У «Властелина колец» больше ста миллионов читателей. Насколько большим он должен быть, чтобы выйти из культового статуса? Или однажды побывав культовым — то есть, однажды родившись с меткой Каина — тебе уже не позволят стать полноценной классикой?

Но в последние несколько лет в дело вступила демократия. Сеть британских книжных магазинов устроила опрос, чтобы выявить самую любимую книгу страны. Это был «Властелин колец». Вскоре другая сеть устроила опрос о самой любимой книге, оказалось, что это «Властелин колец».

Критики брюзжали, чтобы было ожидаемо, но все равно довольно странно. В конце концов, книжные магазины использовали слово «любимая». Это очень личное слово. Никто и никогда не говорил, что это синоним для «лучшая». Но хор критиков поливал желчью результаты опросов, как ужасный вердикт общественному вкусу Британии, которой был дан драгоценный дар демократии, а она промотала его на совершенно неприемлемый выбор. Были намеки на заговор среди мохноногих фэнов. Но еще был другой посыл. Он звучал как: «Мы годами пытались вам рассказать, какие книги хороши! А вы просто не слушаете! Вы просто нас не слушаете. Вы просто идете и покупаете эту проклятую книгу! И, что хуже всего, мы не можем вас остановить! Мы можем сказать, что это мусор, что она незначима, что это худший вид эскапизма, что она написана автором, который никогда не ходил на наши вечеринки и ему было плевать на наше мнение, но к сожалению закон позволяет вам не слушать! Вы дураки, дураки, дураки!»

И снова никто не слушал. Вместо этого, через пару лет, в национальной газете было проведено голосование, результатом которого стали пять современных работ помимо пятидесяти «шедевров» последней тысячи лет. И, да, среди них снова был «Властелин колец».

Мона Лиза тоже была в списке пятидесяти шедевров. И, признаюсь, я подозреваю, что многие проголосовали за нее чисто инстинктивно, слегка нечестно, но с хорошими намерениями. Быстро, быстро, назовите одно из величайших произведений искусства последней тысячи лет!
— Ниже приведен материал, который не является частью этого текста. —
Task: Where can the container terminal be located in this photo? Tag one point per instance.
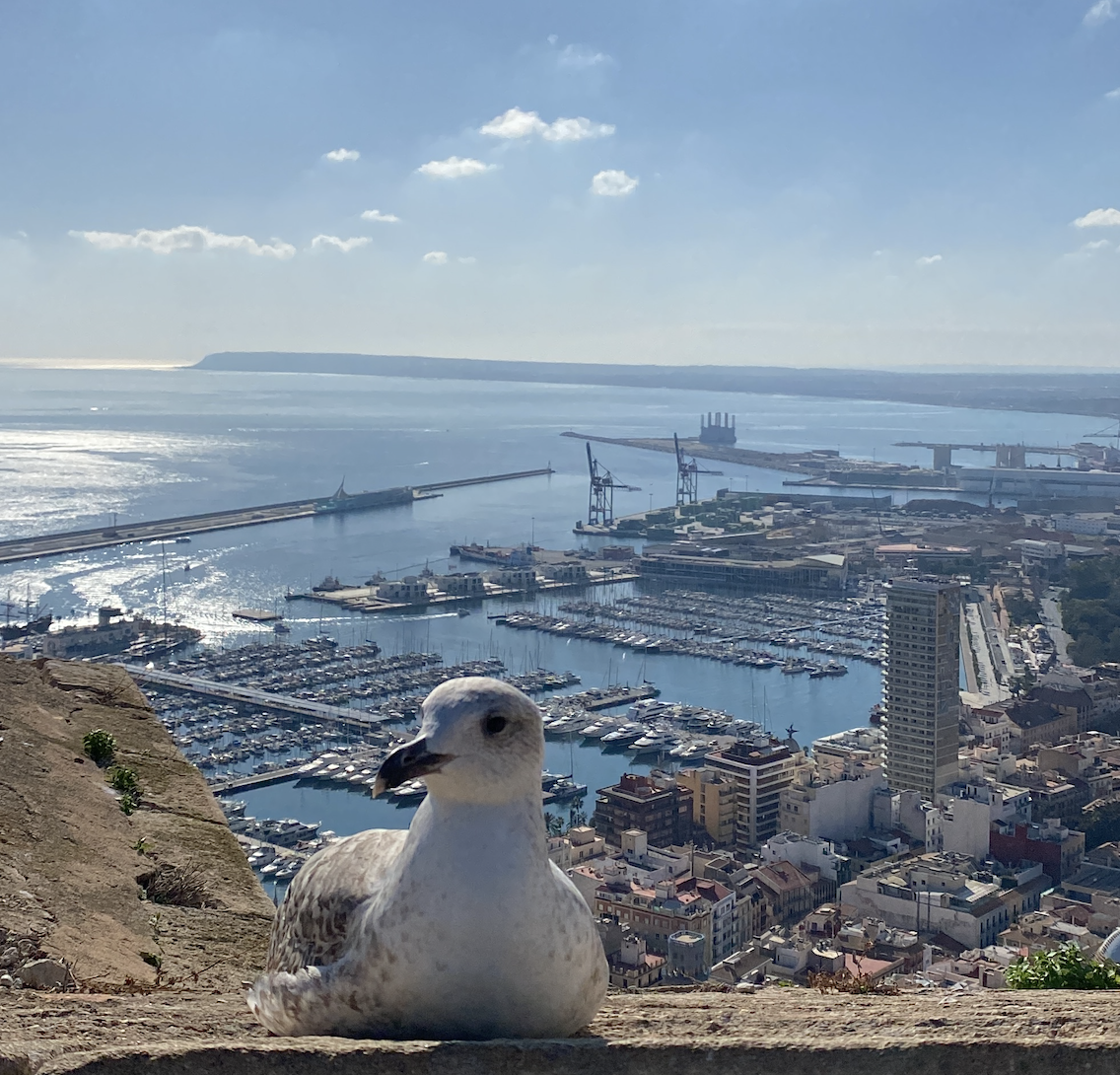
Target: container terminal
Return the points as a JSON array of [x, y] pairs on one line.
[[1095, 469]]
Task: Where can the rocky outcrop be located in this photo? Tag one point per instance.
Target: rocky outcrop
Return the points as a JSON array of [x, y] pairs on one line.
[[70, 858]]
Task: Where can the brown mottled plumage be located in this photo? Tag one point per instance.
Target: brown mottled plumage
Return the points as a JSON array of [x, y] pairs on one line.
[[459, 927]]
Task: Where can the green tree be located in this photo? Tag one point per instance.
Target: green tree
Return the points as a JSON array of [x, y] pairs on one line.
[[1064, 968]]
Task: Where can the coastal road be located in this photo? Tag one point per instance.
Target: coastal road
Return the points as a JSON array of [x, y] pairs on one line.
[[354, 719]]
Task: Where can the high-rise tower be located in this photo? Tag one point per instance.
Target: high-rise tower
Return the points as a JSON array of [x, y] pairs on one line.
[[921, 684]]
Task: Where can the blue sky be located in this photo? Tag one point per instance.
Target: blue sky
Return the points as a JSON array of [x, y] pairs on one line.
[[802, 181]]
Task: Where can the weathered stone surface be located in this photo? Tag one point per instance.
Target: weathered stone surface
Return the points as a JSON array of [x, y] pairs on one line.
[[70, 858], [45, 974], [779, 1032]]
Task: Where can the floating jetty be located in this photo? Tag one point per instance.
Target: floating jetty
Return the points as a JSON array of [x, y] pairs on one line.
[[256, 614], [514, 572], [17, 548]]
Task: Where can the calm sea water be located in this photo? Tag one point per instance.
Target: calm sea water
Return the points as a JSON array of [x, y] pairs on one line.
[[76, 446]]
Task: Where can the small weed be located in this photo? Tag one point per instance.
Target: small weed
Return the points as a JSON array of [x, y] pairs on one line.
[[156, 959], [124, 780], [99, 746]]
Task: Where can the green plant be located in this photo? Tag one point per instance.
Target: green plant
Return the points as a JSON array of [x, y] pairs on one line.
[[124, 780], [156, 959], [1064, 968], [99, 746]]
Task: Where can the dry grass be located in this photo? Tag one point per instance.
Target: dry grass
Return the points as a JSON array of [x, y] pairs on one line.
[[175, 886]]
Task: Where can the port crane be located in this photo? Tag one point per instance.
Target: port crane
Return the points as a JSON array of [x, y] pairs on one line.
[[686, 471], [600, 501]]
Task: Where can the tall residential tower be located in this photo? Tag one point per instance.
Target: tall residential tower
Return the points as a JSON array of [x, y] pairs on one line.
[[921, 684]]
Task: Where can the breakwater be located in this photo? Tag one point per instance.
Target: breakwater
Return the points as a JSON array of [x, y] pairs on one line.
[[179, 527]]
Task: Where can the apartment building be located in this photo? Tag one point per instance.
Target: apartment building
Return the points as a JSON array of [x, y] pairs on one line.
[[760, 768], [922, 684]]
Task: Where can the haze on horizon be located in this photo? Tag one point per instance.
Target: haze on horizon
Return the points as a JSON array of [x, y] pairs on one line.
[[797, 182]]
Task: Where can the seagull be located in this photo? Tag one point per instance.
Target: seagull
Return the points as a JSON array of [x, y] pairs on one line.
[[459, 927]]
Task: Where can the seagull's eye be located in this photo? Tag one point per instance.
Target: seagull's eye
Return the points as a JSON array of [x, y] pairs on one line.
[[493, 725]]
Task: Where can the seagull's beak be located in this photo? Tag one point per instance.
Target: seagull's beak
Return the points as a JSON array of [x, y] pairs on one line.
[[406, 762]]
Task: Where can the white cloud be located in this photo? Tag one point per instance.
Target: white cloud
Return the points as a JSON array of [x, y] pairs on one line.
[[186, 237], [514, 123], [1101, 13], [518, 123], [612, 182], [576, 130], [1098, 218], [454, 168], [581, 57], [344, 245]]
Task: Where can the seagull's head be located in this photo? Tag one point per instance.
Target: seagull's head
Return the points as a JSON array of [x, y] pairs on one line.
[[480, 741]]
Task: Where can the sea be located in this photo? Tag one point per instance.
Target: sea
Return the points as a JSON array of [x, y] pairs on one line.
[[81, 447]]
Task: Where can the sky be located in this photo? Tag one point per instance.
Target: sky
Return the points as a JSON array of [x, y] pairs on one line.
[[874, 182]]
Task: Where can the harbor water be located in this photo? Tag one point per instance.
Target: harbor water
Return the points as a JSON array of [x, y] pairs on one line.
[[80, 446]]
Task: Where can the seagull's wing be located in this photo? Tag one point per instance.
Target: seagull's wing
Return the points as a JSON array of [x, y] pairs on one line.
[[311, 934]]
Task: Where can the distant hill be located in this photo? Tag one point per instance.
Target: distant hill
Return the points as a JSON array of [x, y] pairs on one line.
[[1014, 390]]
Эм… эм… ну, Мона Лиза, конечно. Ладно, ладно, а вы видели Мону Лизу? Стояли перед ней? Ее улыбка вас зачаровала, ее глаза преследовали вас по всему залу и до самого отеля? Эм… нет, не так чтобы… но, ух, ну, это же Мона Лиза, да? Вы должны включить Мону Лизу. И того парня с фиговым листком. И безрукую женщину.

Это тоже своего рода честность. Это голос за хороший вкус ваших сограждан и предков. Джо Обыватель знает, что проголосовать за картину с собаками за покерным столом скорей всего не самое разумное решение, когда речь идет об истории в тысячи лет.
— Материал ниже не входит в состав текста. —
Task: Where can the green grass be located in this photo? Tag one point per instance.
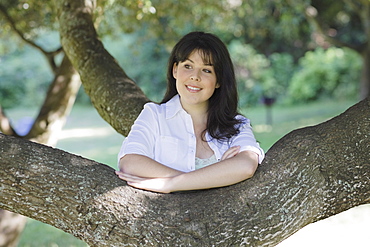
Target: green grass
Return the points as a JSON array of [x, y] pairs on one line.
[[86, 134]]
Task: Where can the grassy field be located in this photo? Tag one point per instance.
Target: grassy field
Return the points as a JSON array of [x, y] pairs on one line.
[[86, 134]]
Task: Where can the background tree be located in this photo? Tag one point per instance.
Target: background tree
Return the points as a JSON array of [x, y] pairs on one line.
[[22, 21], [344, 24]]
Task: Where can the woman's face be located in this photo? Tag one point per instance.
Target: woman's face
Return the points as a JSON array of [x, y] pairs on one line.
[[195, 81]]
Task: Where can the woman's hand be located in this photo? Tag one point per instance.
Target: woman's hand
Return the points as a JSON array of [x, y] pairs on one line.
[[231, 152], [162, 185]]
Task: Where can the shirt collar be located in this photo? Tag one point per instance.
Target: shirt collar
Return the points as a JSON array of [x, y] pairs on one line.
[[173, 106]]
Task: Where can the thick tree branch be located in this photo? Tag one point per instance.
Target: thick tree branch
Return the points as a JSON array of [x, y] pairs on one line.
[[50, 56], [308, 175], [103, 79]]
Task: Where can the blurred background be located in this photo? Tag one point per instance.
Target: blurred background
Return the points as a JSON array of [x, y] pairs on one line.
[[298, 63]]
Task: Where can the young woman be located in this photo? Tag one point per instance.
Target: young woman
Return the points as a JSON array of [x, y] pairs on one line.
[[195, 138]]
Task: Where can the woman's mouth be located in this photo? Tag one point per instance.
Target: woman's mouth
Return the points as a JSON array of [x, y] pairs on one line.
[[193, 88]]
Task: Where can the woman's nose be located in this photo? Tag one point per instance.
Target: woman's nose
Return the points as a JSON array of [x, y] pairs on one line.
[[195, 76]]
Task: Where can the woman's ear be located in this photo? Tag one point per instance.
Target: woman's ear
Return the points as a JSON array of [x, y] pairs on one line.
[[174, 70]]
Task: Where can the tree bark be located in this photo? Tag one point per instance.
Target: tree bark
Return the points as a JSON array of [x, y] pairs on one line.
[[115, 96], [365, 75], [308, 175], [57, 105]]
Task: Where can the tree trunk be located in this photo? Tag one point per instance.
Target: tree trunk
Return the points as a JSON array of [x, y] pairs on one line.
[[365, 75], [308, 175]]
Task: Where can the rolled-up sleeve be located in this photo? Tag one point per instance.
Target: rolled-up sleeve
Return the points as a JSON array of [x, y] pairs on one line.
[[141, 138], [246, 140]]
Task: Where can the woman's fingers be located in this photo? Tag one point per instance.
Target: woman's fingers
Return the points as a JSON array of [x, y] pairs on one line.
[[152, 184]]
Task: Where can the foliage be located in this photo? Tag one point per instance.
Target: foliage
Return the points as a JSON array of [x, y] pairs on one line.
[[20, 84], [147, 65], [260, 76], [323, 73]]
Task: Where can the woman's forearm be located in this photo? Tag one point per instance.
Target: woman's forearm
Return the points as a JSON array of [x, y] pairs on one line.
[[224, 173], [143, 166]]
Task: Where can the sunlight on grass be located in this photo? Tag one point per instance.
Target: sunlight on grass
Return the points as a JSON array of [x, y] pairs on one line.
[[85, 132]]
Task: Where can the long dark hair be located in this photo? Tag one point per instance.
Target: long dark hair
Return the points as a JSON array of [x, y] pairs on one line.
[[223, 104]]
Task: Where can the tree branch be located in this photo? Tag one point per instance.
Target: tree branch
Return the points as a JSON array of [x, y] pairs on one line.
[[308, 175], [50, 56], [103, 79]]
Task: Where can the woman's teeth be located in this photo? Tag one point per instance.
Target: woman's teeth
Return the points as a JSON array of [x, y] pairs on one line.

Но я подозреваю, что «Властелин колец» попал в список, когда люди перестали голосовать за свою культуру и тихонько проголосовали за то, что им нравилось. Мы не можем все стоять перед одной картиной и ощущать, как в нашем мозгу открываются новые пути, но мы можем — большинство из нас — читать популярные книги.

Я не помню, где я был, когда застрелили Кеннеди, но я точно помню где и когда я впервые прочитал Дж. Р. Р. Толкиена. Это был канун Нового года, в 1961. Я приглядывал за ребенком друзей моих родителей, когда они ушли на вечеринку. Мне было не трудно. В тот день у меня был взятый в библиотеке трехтомник, могущий послужить якорем для яхты. Мне рассказали о нем ребята в школе. Там есть карты, сказали они. В то время это показалось мне хорошим признаком качества.

Я довольно долго ждал этого момента. Таким уж я был парнем, даже тогда.

Что я могу вспомнить? Я могу вспомнить образ буковых лесов в Шире; я был деревенским мальчиком, и хоббиты путешествовали по местам, которые, плюс-минус странные постройки, был практически такими же, как те, в которых я вырос. Я помню это как фильм. Вот он я, сижу на довольно неудобном диване в стиле шестидесятых, в довольно пустой комнате; но за краем ковра начинается лес. Я помню, как свет стал зеленым, проходя сквозь деревья. Больше никогда я так сильно не погружался в историю.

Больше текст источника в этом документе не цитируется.